Quiz 3 - Sections 1.4-1.5

(1) Where are the following functions not continuous? Are the discontinuities removable? What are the vertical asymptotes (if any)?

(a)

$$f(x)= \frac{x-4}{x^2-6x+8}$$

Solving for the denominator, we get x²-6x+8=(x-4)(x-2), so the discontinuities are at the points x=2 and x=4. When we find the limit $\lim_{x \to 2} \frac{x-4}{x^2-6x+8}$ we get an undefined limit (unbounded behavior), and thus 2 is a non-removable discontinuity. On the other hand, $\lim_{x \to 4} \frac{x-4}{x^2-6x+8}= \frac{1}{2}$, so if we re-defined $f(4)=\frac{1}{2}$, then f would be continuous at the point x=4, and at 4 there is a removable discontinuity. x=2 is the vertical asymptote of f(x). This can be seen from a graph, and also from the fact that there is unbounded behavior at x=2 (checking limits).

(b)

$$g(x)= \left\{ \begin{array}{ll} \frac{x+2}{2} & x \leq 2 \\ \frac{-x}{x-3} & x > 2 \\ \end{array} \right.$$

For a piecewise function you should check the points in between the pieces for continuity. But since $\lim_{x \to 2^-} \frac{x+2}{2} = 2$ and $\lim_{x \to 2^+} \frac{-x}{x-3} = 2$, the function is continuous at x=2. Now you should also check the function pieces. $\frac{x+2}{2}$ is continous everywhere (in particular, for $x \leq 2$), while $\frac{-x}{x-3}$ has a discontinuity at x=3. This discontinuity is non-removable, and there is an asymptote at x=3.

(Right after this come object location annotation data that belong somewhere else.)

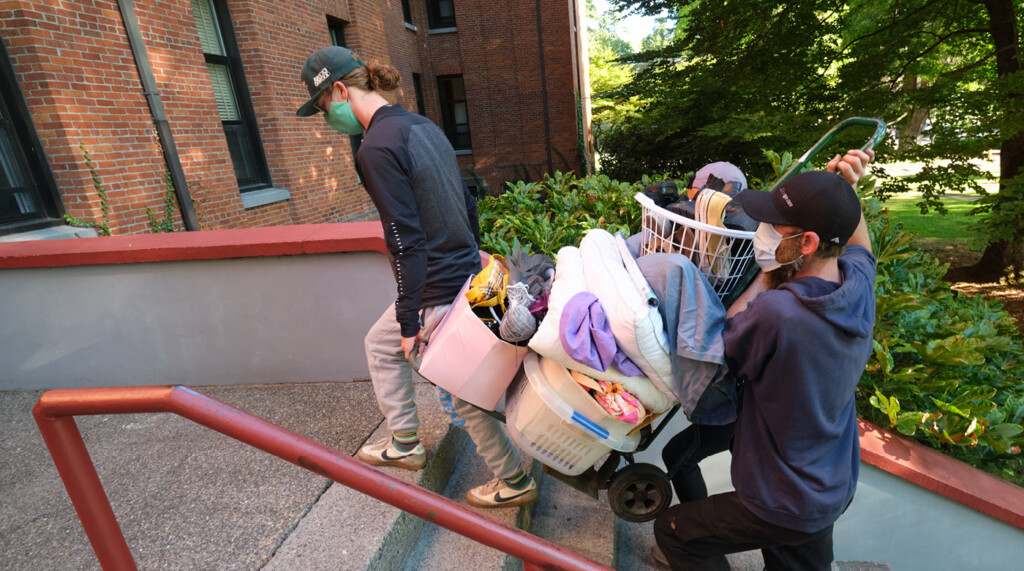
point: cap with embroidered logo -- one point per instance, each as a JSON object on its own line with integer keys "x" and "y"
{"x": 819, "y": 202}
{"x": 323, "y": 69}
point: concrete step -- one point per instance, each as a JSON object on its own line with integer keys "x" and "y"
{"x": 440, "y": 548}
{"x": 346, "y": 530}
{"x": 576, "y": 521}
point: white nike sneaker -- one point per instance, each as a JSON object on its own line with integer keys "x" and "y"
{"x": 497, "y": 493}
{"x": 384, "y": 453}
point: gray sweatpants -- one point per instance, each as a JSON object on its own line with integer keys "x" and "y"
{"x": 392, "y": 379}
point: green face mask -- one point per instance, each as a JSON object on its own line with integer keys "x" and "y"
{"x": 342, "y": 119}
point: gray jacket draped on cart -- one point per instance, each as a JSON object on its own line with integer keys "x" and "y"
{"x": 694, "y": 318}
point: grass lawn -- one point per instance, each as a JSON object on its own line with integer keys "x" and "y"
{"x": 948, "y": 237}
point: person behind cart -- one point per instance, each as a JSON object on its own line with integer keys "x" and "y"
{"x": 432, "y": 235}
{"x": 710, "y": 431}
{"x": 798, "y": 341}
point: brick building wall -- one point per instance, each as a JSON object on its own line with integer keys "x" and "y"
{"x": 75, "y": 67}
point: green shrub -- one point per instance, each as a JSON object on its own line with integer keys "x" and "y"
{"x": 545, "y": 216}
{"x": 947, "y": 368}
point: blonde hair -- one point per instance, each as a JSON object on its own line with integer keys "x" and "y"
{"x": 382, "y": 78}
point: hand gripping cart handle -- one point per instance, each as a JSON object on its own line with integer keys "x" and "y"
{"x": 879, "y": 134}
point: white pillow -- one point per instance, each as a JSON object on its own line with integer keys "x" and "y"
{"x": 632, "y": 310}
{"x": 568, "y": 281}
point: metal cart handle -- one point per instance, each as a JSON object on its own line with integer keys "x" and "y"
{"x": 880, "y": 133}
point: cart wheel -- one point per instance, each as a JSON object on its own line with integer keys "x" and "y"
{"x": 639, "y": 492}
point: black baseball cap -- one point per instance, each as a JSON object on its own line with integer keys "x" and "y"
{"x": 323, "y": 69}
{"x": 817, "y": 201}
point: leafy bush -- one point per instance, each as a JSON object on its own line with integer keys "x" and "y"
{"x": 947, "y": 368}
{"x": 545, "y": 216}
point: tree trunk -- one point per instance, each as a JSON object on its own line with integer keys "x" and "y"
{"x": 1000, "y": 258}
{"x": 915, "y": 120}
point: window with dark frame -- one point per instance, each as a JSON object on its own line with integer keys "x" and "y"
{"x": 418, "y": 88}
{"x": 231, "y": 93}
{"x": 337, "y": 29}
{"x": 455, "y": 116}
{"x": 407, "y": 12}
{"x": 29, "y": 196}
{"x": 440, "y": 13}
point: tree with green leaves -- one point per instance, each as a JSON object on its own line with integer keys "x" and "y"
{"x": 608, "y": 72}
{"x": 742, "y": 76}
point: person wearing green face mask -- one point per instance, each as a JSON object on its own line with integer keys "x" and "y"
{"x": 432, "y": 235}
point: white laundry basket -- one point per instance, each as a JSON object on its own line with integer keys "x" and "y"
{"x": 555, "y": 421}
{"x": 722, "y": 255}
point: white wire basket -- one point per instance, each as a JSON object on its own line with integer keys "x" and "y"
{"x": 722, "y": 255}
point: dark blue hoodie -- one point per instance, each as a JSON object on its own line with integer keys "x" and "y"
{"x": 801, "y": 350}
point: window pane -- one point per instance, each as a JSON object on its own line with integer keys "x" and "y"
{"x": 455, "y": 113}
{"x": 418, "y": 86}
{"x": 242, "y": 155}
{"x": 407, "y": 13}
{"x": 440, "y": 13}
{"x": 337, "y": 30}
{"x": 223, "y": 92}
{"x": 11, "y": 175}
{"x": 461, "y": 118}
{"x": 206, "y": 25}
{"x": 445, "y": 9}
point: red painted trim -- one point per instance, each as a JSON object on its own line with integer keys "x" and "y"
{"x": 212, "y": 245}
{"x": 941, "y": 474}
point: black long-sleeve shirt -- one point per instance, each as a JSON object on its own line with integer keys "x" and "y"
{"x": 429, "y": 217}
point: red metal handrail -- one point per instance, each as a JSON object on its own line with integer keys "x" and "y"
{"x": 55, "y": 410}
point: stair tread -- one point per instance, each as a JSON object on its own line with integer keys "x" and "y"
{"x": 344, "y": 528}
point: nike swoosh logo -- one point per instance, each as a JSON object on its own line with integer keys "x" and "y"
{"x": 500, "y": 499}
{"x": 385, "y": 455}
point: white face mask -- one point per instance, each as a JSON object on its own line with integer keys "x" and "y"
{"x": 766, "y": 242}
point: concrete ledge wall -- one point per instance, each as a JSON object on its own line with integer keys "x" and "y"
{"x": 253, "y": 306}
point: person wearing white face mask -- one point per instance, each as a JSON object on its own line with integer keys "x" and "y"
{"x": 797, "y": 341}
{"x": 432, "y": 236}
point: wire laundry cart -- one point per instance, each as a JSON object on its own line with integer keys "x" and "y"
{"x": 638, "y": 491}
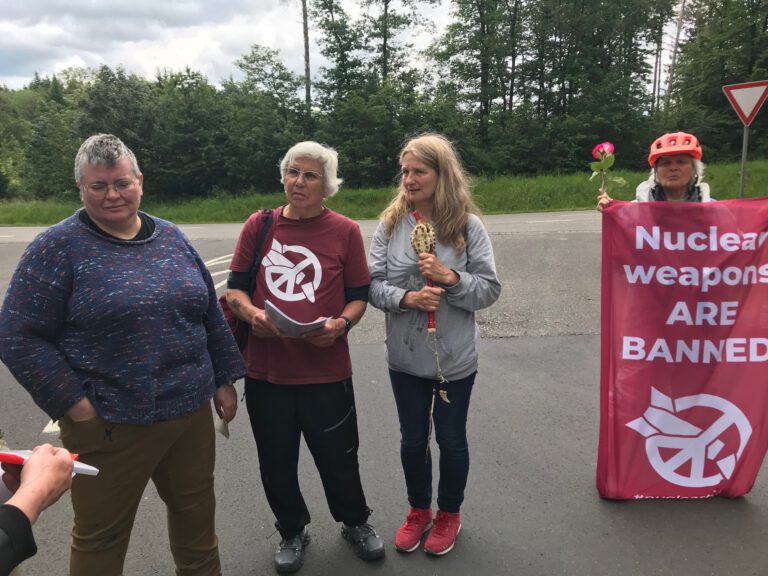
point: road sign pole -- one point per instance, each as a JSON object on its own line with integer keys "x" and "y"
{"x": 744, "y": 144}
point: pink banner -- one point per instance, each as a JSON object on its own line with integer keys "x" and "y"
{"x": 684, "y": 349}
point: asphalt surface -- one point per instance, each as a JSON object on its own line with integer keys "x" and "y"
{"x": 531, "y": 506}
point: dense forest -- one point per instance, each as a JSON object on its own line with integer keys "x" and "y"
{"x": 522, "y": 87}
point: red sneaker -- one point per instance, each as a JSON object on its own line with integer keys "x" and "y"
{"x": 409, "y": 535}
{"x": 443, "y": 535}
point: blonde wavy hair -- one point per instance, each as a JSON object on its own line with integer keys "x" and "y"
{"x": 453, "y": 201}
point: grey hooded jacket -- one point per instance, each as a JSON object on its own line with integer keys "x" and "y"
{"x": 393, "y": 264}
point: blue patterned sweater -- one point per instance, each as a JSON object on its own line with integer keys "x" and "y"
{"x": 134, "y": 325}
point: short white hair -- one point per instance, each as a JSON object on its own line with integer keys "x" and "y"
{"x": 327, "y": 157}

(2) (True or False) If $\lim_{x \to c} f(x) = L$ and f(c)=L, then f is continuous at c.

This is true. A function is continuous at a point, c, when both $\lim_{x \to c} f(x) = L$ and f(c)=L.

(3) Find the following limit:

$$\lim_{x \to 3^{+}} \frac{x-2}{x-3}.$$

I accepted the answer ``undefined'', but the answer $\infty$ is the best answer. $\lim_{x \to 3^{+}} \frac{x-2}{x-3} = \infty$ says more than that the limit is undefined.